AMD Builds out a Software Strategy after Acquisitions

Chipmaker AMD has acquired all the hardware pieces necessary to compete with rivals Intel and Nvidia, and is now turning its focus to creating a comprehensive software portfolio.
“Software is very, very important,” AMD CEO Lisa Su said in an earnings call last week. “We have our own software stack. You will see us unify that and that will be an important part of our roadmap going forward,” she added
AMD’s past software efforts have largely revolved around its gaming for its GPUs and drivers. The company in February released ROCm 5.0, a parallel computing framework to harness the joint computing power of its CPUs, GPUs and accelerators, mostly for high-performance computing. But ROCm hasn’t found wide adoption with alternatives like OpenCL, Nvidia’s CUDA and Intel’s OneAPI proving more popular.
The software push will fill a missing piece in AMD’s road to becoming a one-stop shop for data center offerings. The company added an extensive software stack from the $50 billion acquisition of chipmaker Xilinx, which makes floating-point gate arrays. AMD last month announced it would pay $1.9 billion to buy Pensado, which makes a programmable chip for cloud and edge environments.

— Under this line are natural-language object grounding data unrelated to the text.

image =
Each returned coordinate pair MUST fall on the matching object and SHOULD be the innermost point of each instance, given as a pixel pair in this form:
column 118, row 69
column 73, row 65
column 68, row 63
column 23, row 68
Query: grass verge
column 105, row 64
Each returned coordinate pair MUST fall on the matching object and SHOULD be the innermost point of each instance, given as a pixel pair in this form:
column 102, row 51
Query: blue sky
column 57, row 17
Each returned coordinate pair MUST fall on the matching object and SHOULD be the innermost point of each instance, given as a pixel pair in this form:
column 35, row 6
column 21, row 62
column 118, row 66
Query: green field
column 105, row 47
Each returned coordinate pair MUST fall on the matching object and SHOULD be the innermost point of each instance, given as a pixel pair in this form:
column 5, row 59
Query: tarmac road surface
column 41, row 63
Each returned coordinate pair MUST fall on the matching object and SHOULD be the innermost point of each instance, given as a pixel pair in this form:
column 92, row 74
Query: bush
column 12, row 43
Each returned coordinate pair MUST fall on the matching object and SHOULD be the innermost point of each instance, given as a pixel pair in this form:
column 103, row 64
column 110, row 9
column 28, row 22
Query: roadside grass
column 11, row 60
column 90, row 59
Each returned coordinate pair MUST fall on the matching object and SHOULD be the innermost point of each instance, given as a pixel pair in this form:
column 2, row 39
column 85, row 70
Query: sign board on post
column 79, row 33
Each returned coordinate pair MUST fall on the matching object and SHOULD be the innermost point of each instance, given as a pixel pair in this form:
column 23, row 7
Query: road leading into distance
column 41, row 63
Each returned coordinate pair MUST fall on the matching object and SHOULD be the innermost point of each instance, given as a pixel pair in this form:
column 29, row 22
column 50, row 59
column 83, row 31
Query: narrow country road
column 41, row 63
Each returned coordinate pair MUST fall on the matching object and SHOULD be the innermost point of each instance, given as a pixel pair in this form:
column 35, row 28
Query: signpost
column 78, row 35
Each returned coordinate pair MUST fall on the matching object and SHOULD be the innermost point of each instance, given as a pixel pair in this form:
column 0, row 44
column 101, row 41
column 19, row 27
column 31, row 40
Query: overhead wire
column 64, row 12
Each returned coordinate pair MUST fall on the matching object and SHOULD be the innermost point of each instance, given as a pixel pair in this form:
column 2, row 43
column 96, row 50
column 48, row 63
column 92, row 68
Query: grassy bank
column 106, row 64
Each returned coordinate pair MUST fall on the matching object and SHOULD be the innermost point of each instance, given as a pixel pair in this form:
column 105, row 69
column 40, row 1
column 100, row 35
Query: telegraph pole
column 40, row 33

AMD is now working to unify all the software assets, and will detail its software strategy at the company’s annual analyst conference next month.
“AI is a huge opportunity for us and it’s one where we are thinking about it very holistically in terms of how we address,” Su said.
Xilinx’s FPGAs are flexible chips that can be tuned for machine-learning applications built on frameworks that PyTorch, Caffe and TensorFlow. The chips are designed specifically for inferencing and can link up to training models running on AMD’s GPUs, which include the newest MI250.
Xilinx has an AI engine for embedded applications and edge devices, like in cars, said Victor Peng, formerly CEO of Xilinx, who is now AMD’s president of adaptive and embedded computing group, during the earnings call.
“They are doing a lot of image recognition, all kinds of inference applications and that same architecture can be scaled and brought into the CPU product portfolio,” Peng said.
AMD is following in the direction of Nvidia, which is tweaking its business to generate a larger chunk of revenue around software, which the company sees as a $1 trillion opportunity. Nvidia’s CUDA framework, introduced in 2006, started off as a parallel-programming framework for GPUs running high-performance computing applications.
CUDA morphed into an ML development tool after a hot start for Nvidia’s GPUs in AI. Nvidia is now trying to lock in customers to its software and GPUs by selling predefined CUDA software stacks for specific domains that include health care, robotics and automotive.
Intel is taking a more inclusive approach targeting the open source community with its OneAPI development tool that could run across a range of CPUs, GPUs, and AI accelerators. But OneAPI may not be as effective on Nvidia’s newest GPU called Hopper, which has features that can only be unlocked by CUDA.
AMD is following a similar path to Intel and developing the software stack for the open source community.
“We do believe in open source. We think collaboration is an important part of the ecosystem as well. All of those are things that we are working on to provide more complete solutions for our customers,” Su said.